Five Arrested For Threats to Attack French Synagogue

Graphic by Angelie Zaslavsky
French police arrested five men suspected of making threats online to attack a synagogue.
Two of the suspects, all of whom are believed to be far-right activists, were arrested on Tuesday morning in the southern city of Montpellier, the French news agency AFP reported. The remaining three were apprehended in the nearby city of Beziers.
The suspects are believed to have written on social networks that they intended to burn down the Grande-Motte Synagogue in Herault, also in southern France, Le Figaro reported.

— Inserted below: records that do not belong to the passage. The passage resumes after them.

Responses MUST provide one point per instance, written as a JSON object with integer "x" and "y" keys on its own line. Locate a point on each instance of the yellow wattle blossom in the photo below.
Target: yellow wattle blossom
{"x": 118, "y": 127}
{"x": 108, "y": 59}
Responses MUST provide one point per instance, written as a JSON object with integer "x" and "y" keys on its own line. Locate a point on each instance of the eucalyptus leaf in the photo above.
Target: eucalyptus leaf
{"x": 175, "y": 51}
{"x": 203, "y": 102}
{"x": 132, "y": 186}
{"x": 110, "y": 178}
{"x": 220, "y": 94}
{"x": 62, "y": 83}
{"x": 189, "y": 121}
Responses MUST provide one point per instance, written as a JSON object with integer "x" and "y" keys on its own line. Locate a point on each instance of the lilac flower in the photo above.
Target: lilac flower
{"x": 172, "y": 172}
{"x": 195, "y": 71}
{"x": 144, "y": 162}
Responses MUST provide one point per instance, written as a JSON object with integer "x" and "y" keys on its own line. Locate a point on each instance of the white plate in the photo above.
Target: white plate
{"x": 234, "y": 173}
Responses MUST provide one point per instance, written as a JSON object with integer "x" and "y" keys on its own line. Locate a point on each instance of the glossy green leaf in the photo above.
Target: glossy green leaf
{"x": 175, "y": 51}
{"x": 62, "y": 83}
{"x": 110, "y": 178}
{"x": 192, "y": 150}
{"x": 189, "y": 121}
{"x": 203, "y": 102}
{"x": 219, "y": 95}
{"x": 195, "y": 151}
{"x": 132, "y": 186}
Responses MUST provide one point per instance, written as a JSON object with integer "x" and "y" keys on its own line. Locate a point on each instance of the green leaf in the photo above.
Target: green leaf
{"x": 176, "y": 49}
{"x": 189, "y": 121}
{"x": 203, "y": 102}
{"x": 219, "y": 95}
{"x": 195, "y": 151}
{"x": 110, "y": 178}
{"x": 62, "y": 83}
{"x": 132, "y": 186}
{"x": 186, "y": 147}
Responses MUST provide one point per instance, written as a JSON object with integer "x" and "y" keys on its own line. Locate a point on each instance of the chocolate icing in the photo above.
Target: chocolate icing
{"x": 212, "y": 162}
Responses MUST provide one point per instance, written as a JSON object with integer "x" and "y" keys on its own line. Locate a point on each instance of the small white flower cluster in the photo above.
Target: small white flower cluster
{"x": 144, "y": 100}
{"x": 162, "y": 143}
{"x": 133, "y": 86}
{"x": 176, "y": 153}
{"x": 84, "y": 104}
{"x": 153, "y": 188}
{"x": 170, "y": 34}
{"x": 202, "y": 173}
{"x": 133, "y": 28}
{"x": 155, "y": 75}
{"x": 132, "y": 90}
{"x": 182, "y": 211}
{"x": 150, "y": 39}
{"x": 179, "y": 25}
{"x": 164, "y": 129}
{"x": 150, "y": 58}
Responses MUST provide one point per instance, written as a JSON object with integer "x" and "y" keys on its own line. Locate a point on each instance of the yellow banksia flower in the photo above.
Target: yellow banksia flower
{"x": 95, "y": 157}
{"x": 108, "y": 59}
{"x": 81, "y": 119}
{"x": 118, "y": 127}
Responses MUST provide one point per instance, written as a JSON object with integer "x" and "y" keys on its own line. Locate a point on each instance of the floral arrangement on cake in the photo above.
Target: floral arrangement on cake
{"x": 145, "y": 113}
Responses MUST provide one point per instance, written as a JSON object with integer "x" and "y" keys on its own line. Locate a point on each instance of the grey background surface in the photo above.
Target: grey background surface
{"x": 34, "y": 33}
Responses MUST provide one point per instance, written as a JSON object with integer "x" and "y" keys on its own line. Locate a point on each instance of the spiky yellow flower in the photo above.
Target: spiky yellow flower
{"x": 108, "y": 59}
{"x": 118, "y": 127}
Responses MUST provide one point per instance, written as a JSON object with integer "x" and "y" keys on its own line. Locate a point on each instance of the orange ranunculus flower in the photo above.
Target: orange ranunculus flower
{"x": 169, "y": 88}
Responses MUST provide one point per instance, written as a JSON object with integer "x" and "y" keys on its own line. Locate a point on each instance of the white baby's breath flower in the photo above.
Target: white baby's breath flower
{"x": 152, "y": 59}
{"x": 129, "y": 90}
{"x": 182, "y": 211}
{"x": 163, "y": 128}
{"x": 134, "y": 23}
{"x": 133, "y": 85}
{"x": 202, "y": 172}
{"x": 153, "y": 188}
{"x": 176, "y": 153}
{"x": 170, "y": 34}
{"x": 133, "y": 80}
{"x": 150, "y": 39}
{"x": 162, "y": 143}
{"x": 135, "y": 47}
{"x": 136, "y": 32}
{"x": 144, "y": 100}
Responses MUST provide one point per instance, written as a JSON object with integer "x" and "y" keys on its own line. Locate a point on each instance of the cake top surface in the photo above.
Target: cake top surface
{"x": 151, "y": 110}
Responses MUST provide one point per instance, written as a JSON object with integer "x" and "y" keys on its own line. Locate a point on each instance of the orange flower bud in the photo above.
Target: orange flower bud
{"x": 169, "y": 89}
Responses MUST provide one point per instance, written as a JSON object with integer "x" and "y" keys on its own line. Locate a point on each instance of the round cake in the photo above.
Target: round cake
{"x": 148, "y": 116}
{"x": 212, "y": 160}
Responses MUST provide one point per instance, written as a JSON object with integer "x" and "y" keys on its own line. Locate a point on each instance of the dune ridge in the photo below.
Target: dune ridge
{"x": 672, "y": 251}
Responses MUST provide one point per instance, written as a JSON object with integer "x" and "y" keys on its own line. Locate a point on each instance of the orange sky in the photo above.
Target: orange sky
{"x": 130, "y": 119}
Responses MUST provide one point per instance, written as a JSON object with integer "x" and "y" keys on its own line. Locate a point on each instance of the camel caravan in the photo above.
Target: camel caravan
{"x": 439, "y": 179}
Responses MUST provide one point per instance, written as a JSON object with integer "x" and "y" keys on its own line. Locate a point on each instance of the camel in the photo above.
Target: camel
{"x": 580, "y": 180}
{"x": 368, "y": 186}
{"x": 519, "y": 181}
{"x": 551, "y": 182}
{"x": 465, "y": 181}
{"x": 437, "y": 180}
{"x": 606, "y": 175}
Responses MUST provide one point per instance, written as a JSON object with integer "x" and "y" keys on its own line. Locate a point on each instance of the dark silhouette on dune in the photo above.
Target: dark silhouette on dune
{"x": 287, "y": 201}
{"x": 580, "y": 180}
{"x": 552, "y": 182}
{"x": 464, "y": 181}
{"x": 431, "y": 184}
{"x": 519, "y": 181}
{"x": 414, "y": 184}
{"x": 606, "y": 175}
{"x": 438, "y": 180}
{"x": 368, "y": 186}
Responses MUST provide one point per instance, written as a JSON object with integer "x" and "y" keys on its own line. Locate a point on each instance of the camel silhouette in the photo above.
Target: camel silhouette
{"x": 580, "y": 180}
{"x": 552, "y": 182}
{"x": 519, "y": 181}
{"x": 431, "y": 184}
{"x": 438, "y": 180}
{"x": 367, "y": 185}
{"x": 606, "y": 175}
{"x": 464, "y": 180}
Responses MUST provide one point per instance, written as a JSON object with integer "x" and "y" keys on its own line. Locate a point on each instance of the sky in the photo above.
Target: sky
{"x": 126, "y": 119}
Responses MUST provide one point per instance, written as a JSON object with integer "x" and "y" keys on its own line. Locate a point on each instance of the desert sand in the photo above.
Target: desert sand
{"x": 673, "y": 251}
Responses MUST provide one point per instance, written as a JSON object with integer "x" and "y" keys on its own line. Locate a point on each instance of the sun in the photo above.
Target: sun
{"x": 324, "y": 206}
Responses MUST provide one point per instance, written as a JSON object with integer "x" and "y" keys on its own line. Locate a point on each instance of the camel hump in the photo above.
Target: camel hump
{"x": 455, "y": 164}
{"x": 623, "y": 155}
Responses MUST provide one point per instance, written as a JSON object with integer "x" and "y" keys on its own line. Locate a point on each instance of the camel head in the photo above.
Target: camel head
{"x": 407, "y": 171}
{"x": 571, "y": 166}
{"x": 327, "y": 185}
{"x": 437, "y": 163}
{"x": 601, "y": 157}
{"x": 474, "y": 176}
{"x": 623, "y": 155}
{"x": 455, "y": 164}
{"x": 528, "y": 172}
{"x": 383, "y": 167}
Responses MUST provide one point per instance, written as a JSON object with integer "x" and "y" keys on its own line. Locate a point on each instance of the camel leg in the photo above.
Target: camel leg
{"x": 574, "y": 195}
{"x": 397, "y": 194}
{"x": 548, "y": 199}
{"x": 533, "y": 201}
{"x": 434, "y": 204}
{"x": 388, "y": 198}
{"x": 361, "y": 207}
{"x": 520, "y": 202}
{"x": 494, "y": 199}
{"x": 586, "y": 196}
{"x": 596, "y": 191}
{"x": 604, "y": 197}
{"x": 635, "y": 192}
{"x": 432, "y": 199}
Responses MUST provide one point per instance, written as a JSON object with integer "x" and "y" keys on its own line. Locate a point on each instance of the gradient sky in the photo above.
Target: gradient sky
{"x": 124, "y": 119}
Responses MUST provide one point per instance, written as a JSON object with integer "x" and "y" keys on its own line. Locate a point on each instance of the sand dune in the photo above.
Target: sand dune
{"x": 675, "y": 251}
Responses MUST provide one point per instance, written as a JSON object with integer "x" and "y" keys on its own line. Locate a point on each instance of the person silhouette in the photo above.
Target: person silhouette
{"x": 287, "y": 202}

Also Tuesday, French police arrested three men and two women in Marseille in connection with the killing of four people at the Jewish museum in Brussels on May 29. Mehdi Nemmouche, a Frenchman, was extradited to Belgium and charged with murder there.
Two days earlier, French Interior Minister Bernard Cazeneuve said at a rally against anti-Semitism that he intended to declare efforts to curb the phenomenon a national cause – a statement that could mean the government would select the issue next year as the subject for a national publicity campaign.
The rally in Creteil, where some 1,500 people gathered, was in response to the rape of a young woman last week in the Paris suburb, which police said occurred during a robbery by three armed perpetrators who selected their victims because they were Jewish.
The incidents drew condemnations from French Prime Minister Manuel Vals and President Francois Hollande.